I admit I'd been sneezing, but the thing is, I'd been sneezing for literally two months because it turns out I might be allergic to this adorable new kitten that we got. So I didn't think much of it. The sneezing. But then my throat got scratchy. I went out anyway, and when I got home I felt like an asshole. Maybe I shouldn't have gone out. But my throat hadn't actually felt scratchy until I got there. Should I have turned right around and gone home? What should I do??

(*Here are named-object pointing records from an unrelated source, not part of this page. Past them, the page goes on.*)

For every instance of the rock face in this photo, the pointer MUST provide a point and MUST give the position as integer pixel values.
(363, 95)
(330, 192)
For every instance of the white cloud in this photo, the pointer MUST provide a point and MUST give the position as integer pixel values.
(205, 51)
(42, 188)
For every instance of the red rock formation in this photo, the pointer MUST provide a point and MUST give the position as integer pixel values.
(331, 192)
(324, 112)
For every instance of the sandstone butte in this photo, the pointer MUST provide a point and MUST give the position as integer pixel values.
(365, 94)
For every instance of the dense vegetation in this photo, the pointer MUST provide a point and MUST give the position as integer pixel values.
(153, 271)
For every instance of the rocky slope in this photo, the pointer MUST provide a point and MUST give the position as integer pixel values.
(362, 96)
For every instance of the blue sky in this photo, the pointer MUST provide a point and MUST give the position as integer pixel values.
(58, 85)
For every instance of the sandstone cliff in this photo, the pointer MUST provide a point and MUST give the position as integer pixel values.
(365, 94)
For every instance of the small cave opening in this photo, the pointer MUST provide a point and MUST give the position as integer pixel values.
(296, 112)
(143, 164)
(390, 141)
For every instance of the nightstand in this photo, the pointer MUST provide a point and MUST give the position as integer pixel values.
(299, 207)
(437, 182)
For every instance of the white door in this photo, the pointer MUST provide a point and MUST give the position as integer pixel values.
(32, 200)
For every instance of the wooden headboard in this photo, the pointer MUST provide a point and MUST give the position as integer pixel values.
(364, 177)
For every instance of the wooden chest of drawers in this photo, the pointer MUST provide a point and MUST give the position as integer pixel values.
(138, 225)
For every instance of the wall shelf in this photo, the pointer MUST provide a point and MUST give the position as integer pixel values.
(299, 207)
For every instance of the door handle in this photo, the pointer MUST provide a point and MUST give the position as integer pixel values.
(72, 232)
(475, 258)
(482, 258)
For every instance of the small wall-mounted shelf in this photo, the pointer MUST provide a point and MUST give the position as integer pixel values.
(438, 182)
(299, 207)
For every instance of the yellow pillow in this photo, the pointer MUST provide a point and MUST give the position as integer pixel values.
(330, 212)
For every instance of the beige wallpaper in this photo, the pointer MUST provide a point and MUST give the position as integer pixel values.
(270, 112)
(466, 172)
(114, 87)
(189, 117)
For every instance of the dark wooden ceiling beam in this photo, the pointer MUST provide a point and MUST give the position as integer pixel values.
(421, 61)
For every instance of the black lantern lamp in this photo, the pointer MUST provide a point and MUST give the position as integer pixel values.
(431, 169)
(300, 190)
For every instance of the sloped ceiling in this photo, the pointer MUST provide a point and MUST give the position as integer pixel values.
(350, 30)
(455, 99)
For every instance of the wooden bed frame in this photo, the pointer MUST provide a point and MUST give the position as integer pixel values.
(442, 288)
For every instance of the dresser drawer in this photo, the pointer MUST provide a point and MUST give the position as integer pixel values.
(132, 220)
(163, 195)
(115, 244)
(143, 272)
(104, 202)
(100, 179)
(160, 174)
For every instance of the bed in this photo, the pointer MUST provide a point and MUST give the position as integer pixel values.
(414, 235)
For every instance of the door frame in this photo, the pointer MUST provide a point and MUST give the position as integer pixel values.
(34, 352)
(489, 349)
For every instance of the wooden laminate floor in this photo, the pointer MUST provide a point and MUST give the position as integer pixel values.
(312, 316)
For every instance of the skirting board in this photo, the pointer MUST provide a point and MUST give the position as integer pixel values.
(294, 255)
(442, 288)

Yesterday I knew was definitely sick. My throat was still sore, but I also had that feeling you get when you're sick and you just know something is...off. At night, as I was making dinner, it hit me that I so, so tired. Like can-barely-get-a-pot-of-water-going-on-the-stove exhausted. I thought eating would help, but when I finished I was still so, so tired. I just needed to sit and...do nothing. My partner asked me how I felt and I didn't really know how to explain it. It still hasn't gone away, and I still don't quite have the words for it. Fatigue, I guess, is one. It's definitely different than how I usually feel when I have a bad cold. The tiredness just permeates everything, creating a cloud around me. I feel it deep in my bones and in front of my eyes.
Do I have CO-VID 19? Heck if I know. Fatigue is a symptom, but so are dry coughs and fever, which I don't have. Normally I wouldn't seek medical attention for something like this. But these aren't normal times. There's a global pandemic going around, you know.
Unfortunately, our medical system is so broken that I have no choice but to stay home and not seek medical attention. I can't get tested for CO-VID19 because I'm not a player on the Utah Jazz. The recommendations out there, in our shithole country, are to self-quarantine, drink lots of fluids, take medicine, and wait it out until you're feeling better. What a joke. What 👏🏻 a 👏🏻 joke!!
I probably don't have the new coronavirus—or I don't know, maybe I do. It feels like I'm meant to care but also to not care, to treat the whole thing seriously but also casually, as if it were a shitty boyfriend who's just loyal enough to keep around.
I could have the new coronavirus, or I could just have a bad cold. I could have a kind of flu. I could have something else! Or maybe, I keep telling myself, maybe it's just capitalism catching up with my body. All those sick days I never let myself take, all the times I insisted on working from home instead of resting. Maybe my body is finally in revolt—in sync, it seems, with the rest of the planet.
The thing is, I'll never know. And I hate not knowing, because it dissolves the illusion of control.
Anyway, if you need me, I'll be here, waiting. Drinking lots of fluids and watching lots of movies. Accepting my fate and taking lots of naps.